Bisnis properti di tahun 2018 masih belum menunjukkan pemulihan. Sikap masyarakat yang menunggu kepastian hasil pemilihan umum dan pilpres dianggap sebagai salah satu penyebab.
Padahal, semua stake holder sudah berupaya optimal untuk menggairahkan pasar yang mengalami kelesuan setelah era booming 2012-2013. Tahun ini Bank Indonesia merilis kebijakan relaksasi rasio loan to value bagi pembelian rumah pertama, sehingga perbankan bisa menawarkan uang muka rendah, tidak harus 10% seperti sebelumnya.
Otoritas Jasa Keuangan (OJK) juga merilis relaksasi, yaitu penghapusan larangan bagi bank untuk memberikan kredit atau pembiayaan untuk pengolahan tanah kepada pengembang, khususnya untuk rumah tapak dan rumah susun.
Selain itu, ada wacana pemerintah untuk menghapus pajak penjualan barang mewah (PPnBM) dan pajak penghasilan (PPh) 22 untuk menggairahkan hunian kelas menengah atas. Terakhir, adalah kebijakan yang disiapkan pemerintah terkait skema pembiayaan yang diperluas. Selama ini penikmat skema pembiayaan dalam fasilitas likuiditas pembiayaan perumahan (FLPP) adalah masyarakat berpenghasilan rendah (MBR) dengan batasan penghasilan tertentu.
Skema ini akan diperluas sasarannya kepada aparat sipil negara (ASN), anggota TNI dan Polri, serta belakangan juga memasukkan generasi milenial.
Sementara itu, pekerjaan rumah pemerintah yang masih ditunggu pengembang, adalah hasil revisi batasan harga jual maksimal rumah bersubsidi. Daftar ini akan menjadi acuan bagi pengembang rumah bersubsidi dalam menentukan harga jual unit huniannya.
Baca Juga
Apabila pemerintah belum juga mengeluarkan batasan harga baru tersebut, dikhawatirkan pengembang juga menahan penjualan unitnya, karena menganggap harga yang berlaku saat ini sudah tidak menutup ongkos produksi.
Pengembang juga menunggu revisi aturan hunian berimbang yang saat ini dengan komposisi pembangunan 1:2:3. Artinya, pembangunan satu unit rumah mewah, pengembang wajib membangun dua rumah kelas menengah dan tiga rumah sederhana. Pengembang sebelumnya menuntut agar aturan itu lebih fleksibel, tidak harus dalam satu kabupaten/kota.
Sebagai catatan positif, tahun ini target program pembangunan sejuta rumah bisa tercapai setelah tahun-tahun sebelumnya tidak pernah terwujud. Per tanggal 3 Desember 2018 sudah terbangun 1.076.856 unit rumah.
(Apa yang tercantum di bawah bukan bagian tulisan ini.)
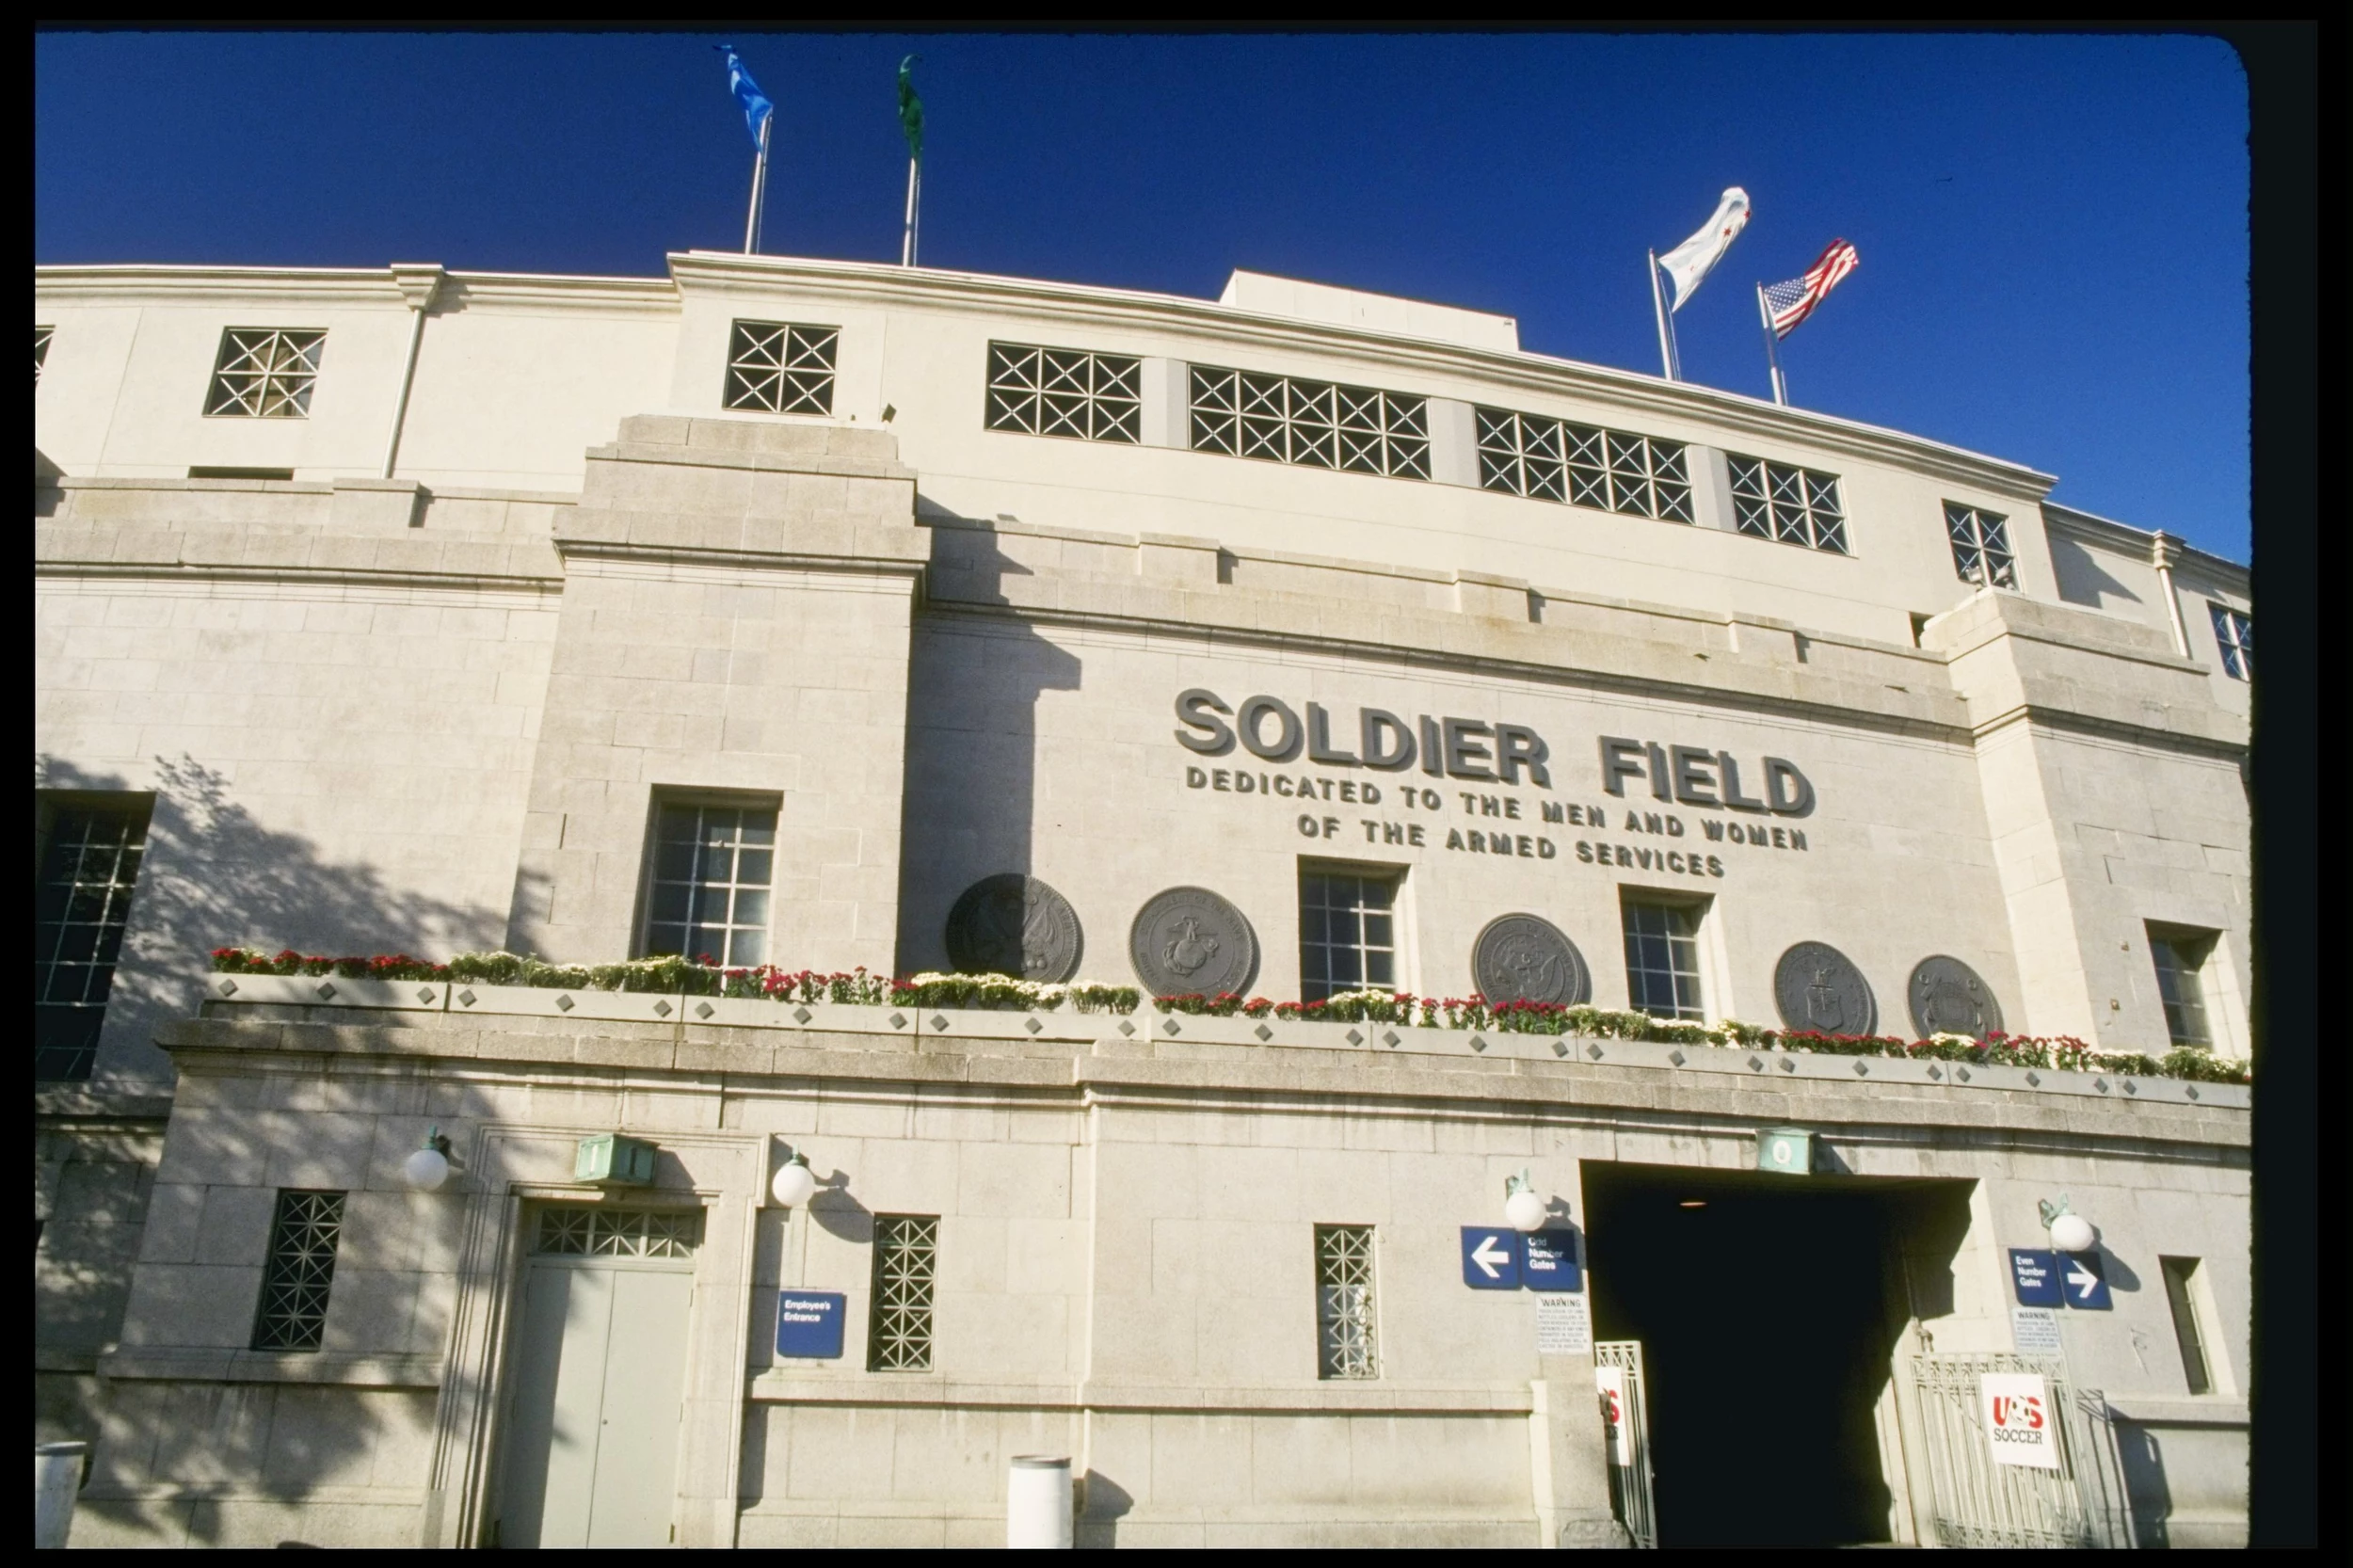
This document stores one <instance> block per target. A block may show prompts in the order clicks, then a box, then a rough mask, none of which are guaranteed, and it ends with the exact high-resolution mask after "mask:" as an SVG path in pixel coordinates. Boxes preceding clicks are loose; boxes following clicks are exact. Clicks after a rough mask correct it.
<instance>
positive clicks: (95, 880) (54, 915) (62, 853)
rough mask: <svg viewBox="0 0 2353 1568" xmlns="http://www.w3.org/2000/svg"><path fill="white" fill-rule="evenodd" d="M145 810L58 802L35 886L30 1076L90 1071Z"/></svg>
mask: <svg viewBox="0 0 2353 1568" xmlns="http://www.w3.org/2000/svg"><path fill="white" fill-rule="evenodd" d="M146 826H148V817H146V810H144V808H139V810H59V812H56V817H54V822H52V824H49V843H47V852H45V855H42V866H40V878H38V883H35V885H33V1078H35V1081H42V1078H87V1076H89V1069H92V1067H94V1064H96V1059H99V1029H101V1026H104V1024H106V998H108V994H111V991H113V984H115V961H118V958H120V956H122V930H125V925H127V923H129V913H132V892H134V888H136V883H139V859H141V857H144V852H146Z"/></svg>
Pengembang pun pada tahun ini juga merilis sejumlah proyek hunian, baik tapak, vertikal maupun mixed use dengan sasaran dari MBR hingga hunian mewah, yang nilainya di atas Rp40 juta per m2.
Yang paling menarik adalah rencana Direktur Utama PT Hanson International Tbk., Benny Tjokrosaputro yang akan membangun kota baru bernama Grand Jakarta di selatan Jakarta dan Tangerang seluas 15.000 hektare dalam kurun waktu 5-20 tahun.
Guna merealisasikan Grand Jakarta, emiten berkode MYRX itu membutuhan dana sekitar Rp15 triliun sampai Rp20 triliun, dengan sumber dana melalui rights issue untuk membebaskan sisa lahan sekitar 11.000 hektare. Perusahaan juga sedang menjajaki pembangunan jalan tol dengan Wijaya Karya.
Sementara itu, Lippo Group yang pada 2017 membuat kejutan dengan melakukan penjualan dan promosi proyek Meikarta secara masif, tahun ini seperti menahan diri. Bahkan proyek tersebut sempat tersandung kasus suap yang ditangani KPK.
Proyek yang menarik perhatian lainnya adalah perkembangan reklamasi Teluk Jakarta. Proyek ini oleh Gubernur DKI Jakarta Anies Rasyid Baswedan sempat resmi dicabut izin prinsip dan pelaksanaan proyek pembangunan 13 pulau buatan yang dikembangkan swasta.
Gubernur akhirnya menyerahkan pengelolaan tiga pulau reklamasi yang sudah terbangun, yaitu Pulau C, D dan pulau G kepada badan usaha milik daerah (BUMD) DKI Jakarta yakni PT Jakarta Propertindo (Jakpro).